Avec Star Citizen Alpha 4.9, CIG ne mise pas sur de grandes promesses lointaines pour faire rêver. Cette fois, le studio met les mains dans le cambouis : nouvelles missions, corrections, améliorations de confort, meilleur ressenti en combat, et un vaisseau improbable comme seul Star Citizen sait en proposer. La stabilité serait-elle enfin de retour avec la 4.9 ?

Un peu de contexte
Après une Alpha 4.8 dense (4.8, 4.8.1, 4.8.2 et 4.8.3) mais encore marquée par les limites structurelles de Star Citizen, la 4.9 arrive avec une ambition plus pragmatique. CIG a visiblement choisi de réduire la voilure sur certaines grosses fonctionnalités pour se concentrer sur des problèmes qui touchent directement le quotidien des joueurs : hangars, ATC, récupération de vaisseaux, ascenseurs de fret, voyage quantique, inventaire, IA, connexion et qualité de vie générale. La 4.8 avait marqué un retour en arrière en termes de stabilité et d’erreurs serveurs, suite à une affluence record pendant cette période. CIG a identifié près d’une centaine de problèmes prioritaires affectant les systèmes de base et l’expérience de jeu.
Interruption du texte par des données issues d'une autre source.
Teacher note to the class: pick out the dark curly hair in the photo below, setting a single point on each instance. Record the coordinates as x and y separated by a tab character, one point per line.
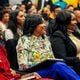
63	19
31	23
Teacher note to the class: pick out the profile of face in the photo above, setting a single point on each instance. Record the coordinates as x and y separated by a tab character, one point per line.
32	10
5	17
57	10
23	8
41	29
73	25
71	8
20	18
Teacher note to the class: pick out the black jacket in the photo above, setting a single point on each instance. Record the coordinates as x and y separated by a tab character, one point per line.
64	48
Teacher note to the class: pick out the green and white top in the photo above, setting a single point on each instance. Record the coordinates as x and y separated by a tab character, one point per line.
32	50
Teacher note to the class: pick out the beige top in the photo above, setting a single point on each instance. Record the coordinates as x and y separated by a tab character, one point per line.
76	41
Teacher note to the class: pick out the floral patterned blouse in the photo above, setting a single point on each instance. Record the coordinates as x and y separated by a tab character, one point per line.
32	50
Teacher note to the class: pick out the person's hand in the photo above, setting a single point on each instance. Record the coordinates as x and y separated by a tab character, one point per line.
13	72
37	76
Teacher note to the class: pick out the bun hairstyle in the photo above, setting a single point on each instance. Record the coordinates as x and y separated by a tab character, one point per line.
31	23
63	19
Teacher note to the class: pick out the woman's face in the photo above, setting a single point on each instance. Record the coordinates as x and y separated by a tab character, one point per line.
20	18
5	18
73	24
41	29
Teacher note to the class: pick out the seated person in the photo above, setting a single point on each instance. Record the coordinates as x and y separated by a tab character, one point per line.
34	48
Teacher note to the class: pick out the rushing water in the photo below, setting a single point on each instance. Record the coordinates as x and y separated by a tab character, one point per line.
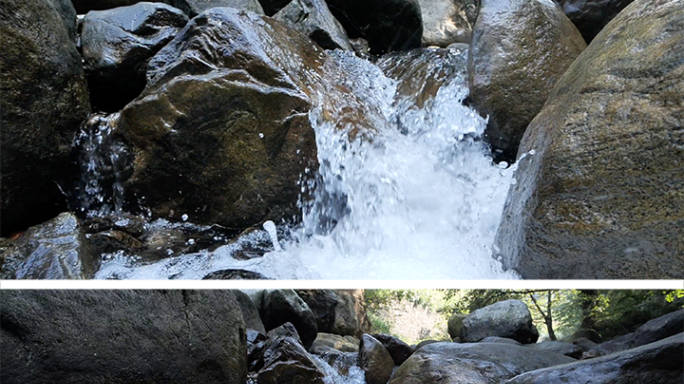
421	200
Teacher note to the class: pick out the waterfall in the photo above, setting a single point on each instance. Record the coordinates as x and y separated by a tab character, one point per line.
422	199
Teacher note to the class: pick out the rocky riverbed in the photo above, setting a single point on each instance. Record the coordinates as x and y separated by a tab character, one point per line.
387	138
313	336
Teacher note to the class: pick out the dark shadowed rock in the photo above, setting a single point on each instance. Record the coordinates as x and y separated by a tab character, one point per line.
44	100
222	130
287	362
520	49
480	363
235	274
374	360
399	350
446	21
103	336
656	363
510	318
560	347
327	342
194	7
387	25
422	72
313	18
654	330
116	45
337	311
271	7
454	325
284	305
250	313
601	197
590	16
57	249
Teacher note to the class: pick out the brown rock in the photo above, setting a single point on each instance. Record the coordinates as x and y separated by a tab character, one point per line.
602	196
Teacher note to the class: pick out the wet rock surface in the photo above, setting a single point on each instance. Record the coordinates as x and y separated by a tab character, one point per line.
447	21
285	362
387	25
374	360
510	319
472	363
590	16
601	196
44	99
658	363
117	43
57	249
313	18
280	306
399	350
91	336
519	50
340	312
328	342
224	139
194	7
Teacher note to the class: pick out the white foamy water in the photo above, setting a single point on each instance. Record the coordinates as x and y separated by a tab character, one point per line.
424	203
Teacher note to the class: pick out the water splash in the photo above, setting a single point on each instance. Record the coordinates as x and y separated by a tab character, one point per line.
421	199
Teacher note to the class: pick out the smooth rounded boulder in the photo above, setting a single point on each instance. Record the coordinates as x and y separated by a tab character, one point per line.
105	336
479	363
44	100
280	306
519	50
374	360
601	197
117	43
509	318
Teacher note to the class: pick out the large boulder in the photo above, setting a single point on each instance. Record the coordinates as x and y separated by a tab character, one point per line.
446	21
656	363
520	49
101	336
281	306
44	100
509	318
654	330
330	343
117	43
194	7
250	313
287	362
399	350
374	360
560	347
56	249
222	132
337	311
601	196
387	25
454	325
590	16
313	18
480	363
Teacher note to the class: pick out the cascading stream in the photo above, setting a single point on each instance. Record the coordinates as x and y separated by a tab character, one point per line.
422	199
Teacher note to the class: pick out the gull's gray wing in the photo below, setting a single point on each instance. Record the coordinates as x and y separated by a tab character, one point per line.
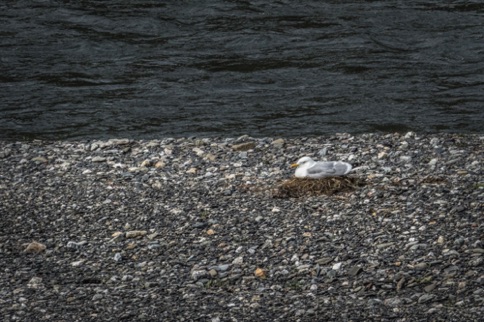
329	168
322	168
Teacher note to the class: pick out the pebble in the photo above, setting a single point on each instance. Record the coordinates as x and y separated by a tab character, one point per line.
125	227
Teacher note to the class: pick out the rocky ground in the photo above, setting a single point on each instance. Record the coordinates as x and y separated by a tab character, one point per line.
189	229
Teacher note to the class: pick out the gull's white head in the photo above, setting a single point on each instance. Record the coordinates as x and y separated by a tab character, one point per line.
302	161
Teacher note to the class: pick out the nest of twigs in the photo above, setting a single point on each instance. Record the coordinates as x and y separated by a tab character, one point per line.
296	187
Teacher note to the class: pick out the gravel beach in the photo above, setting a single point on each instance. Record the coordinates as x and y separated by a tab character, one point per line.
191	230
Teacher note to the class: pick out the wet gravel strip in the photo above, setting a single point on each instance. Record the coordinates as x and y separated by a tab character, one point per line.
187	229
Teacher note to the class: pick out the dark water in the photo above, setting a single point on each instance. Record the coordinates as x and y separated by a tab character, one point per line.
147	69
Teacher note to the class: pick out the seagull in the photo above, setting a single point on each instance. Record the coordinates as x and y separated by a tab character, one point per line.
308	168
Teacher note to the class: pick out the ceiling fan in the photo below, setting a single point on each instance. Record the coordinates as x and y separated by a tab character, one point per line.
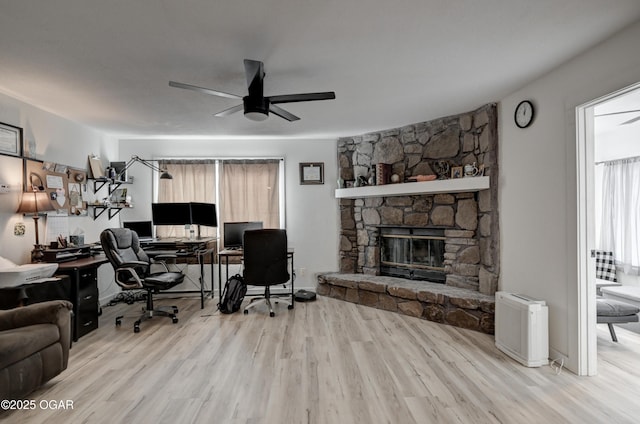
255	105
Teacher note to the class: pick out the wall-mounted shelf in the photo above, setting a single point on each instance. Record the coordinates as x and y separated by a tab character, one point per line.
100	209
456	185
98	183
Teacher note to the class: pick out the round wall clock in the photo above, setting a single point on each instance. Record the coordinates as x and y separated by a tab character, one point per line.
524	113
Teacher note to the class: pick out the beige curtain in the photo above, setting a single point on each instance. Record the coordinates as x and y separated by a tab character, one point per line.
193	181
249	191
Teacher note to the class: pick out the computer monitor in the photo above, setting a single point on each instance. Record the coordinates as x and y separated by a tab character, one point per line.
144	229
171	213
234	231
203	214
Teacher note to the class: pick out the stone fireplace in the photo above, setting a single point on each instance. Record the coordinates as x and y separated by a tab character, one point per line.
464	211
415	253
468	221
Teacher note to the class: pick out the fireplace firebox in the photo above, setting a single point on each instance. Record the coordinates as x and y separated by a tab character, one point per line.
415	253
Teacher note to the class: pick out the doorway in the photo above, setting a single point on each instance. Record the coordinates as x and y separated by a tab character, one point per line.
595	119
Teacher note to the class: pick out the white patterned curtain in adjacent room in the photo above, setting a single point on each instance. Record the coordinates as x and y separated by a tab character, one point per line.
620	227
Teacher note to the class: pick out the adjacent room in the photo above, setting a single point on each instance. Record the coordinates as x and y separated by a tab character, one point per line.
275	211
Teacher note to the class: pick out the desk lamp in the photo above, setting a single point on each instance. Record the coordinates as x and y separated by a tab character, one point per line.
34	202
164	175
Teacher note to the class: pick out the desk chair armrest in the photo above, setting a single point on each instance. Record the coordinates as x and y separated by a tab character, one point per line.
162	260
127	276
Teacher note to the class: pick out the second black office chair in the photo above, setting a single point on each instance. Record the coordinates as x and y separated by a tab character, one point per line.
266	264
133	271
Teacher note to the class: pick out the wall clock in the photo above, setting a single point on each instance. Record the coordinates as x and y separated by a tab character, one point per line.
524	113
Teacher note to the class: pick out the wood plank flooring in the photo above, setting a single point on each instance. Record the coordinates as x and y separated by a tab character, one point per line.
326	361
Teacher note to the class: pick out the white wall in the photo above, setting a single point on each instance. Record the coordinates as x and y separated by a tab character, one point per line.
311	210
54	139
538	191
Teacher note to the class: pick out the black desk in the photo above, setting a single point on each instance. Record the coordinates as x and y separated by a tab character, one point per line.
238	253
186	249
79	285
84	292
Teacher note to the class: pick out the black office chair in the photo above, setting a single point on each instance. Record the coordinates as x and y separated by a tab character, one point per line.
133	271
265	264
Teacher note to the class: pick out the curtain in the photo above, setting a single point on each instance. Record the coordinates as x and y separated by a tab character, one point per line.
193	181
620	226
249	191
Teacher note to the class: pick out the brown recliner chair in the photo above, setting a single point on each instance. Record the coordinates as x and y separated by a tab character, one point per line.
34	346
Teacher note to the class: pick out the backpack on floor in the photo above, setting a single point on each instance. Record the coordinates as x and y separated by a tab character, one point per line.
232	295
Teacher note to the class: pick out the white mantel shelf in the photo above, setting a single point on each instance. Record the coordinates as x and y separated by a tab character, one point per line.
457	185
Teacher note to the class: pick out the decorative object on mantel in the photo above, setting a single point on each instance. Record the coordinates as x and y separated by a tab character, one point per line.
442	169
422	178
470	170
383	173
312	173
35	202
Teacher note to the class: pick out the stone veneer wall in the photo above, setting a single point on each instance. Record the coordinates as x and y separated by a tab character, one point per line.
470	219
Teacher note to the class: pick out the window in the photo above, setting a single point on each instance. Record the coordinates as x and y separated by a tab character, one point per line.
242	189
620	226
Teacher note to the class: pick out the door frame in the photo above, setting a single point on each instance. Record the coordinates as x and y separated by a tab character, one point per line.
585	169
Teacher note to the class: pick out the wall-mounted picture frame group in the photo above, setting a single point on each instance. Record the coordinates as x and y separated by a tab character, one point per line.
312	173
10	140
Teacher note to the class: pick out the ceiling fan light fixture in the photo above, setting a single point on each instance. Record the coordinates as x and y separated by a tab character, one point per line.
256	109
256	116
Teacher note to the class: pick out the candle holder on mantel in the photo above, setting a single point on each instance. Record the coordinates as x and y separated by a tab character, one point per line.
34	202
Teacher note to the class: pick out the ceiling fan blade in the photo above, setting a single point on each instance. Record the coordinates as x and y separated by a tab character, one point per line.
229	111
305	97
631	121
203	90
282	113
254	71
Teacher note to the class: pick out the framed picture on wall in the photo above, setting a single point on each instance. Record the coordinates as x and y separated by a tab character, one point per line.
10	140
312	173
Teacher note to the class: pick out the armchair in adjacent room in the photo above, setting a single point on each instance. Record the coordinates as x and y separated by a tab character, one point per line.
266	264
133	271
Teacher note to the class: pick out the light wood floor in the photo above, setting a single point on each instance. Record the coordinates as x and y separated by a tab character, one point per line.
324	362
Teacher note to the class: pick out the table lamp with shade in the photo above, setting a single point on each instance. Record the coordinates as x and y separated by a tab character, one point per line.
34	202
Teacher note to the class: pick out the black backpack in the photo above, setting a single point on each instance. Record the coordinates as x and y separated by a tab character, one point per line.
232	295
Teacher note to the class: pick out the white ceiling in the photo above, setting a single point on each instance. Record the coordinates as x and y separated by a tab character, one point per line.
107	64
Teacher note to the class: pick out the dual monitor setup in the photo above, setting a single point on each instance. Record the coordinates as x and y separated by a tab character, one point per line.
192	214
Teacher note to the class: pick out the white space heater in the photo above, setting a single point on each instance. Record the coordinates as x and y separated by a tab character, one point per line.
522	328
C’est un changement de cap plutôt intéressant : réparer et stabiliser avant d’aller trop loin dans la technique. Le studio veut offrir une version plus équilibrée. Le retour de Siege of Orison et certaines fonctionnalités plus ambitieuses sont repoussés à l’Alpha 4.10, tandis que la 4.9 se concentre sur des missions répétables, des améliorations de combat, des correctifs et une progression plus claire.
Le titre de cette séquence, Frontier Tensions, annonce la couleur : l’action se déplace vers la frontière, avec Nyx et Levski en arrière-plan. L’alpha 4.9 : Frontier Tensions – Stand Together met en scène un conflit qui s’étend sur toute la frontière, tandis que la People’s Alliance lance un appel au soutien.
Recco Battaglia : du travail sale, mais du travail utile
Le nouveau donneur de mission se nomme Recco Battaglia. CIG introduit un nouveau set de missions répétables confiées par cette coordinatrice logistique indépendante basée à Levski. Le studio évoque des contrats liés à la prospection, au minage, à la récupération, au salvage, aux enquêtes et à la réclamation de vaisseaux, avec une progression de réputation permettant de débloquer d’autres opportunités.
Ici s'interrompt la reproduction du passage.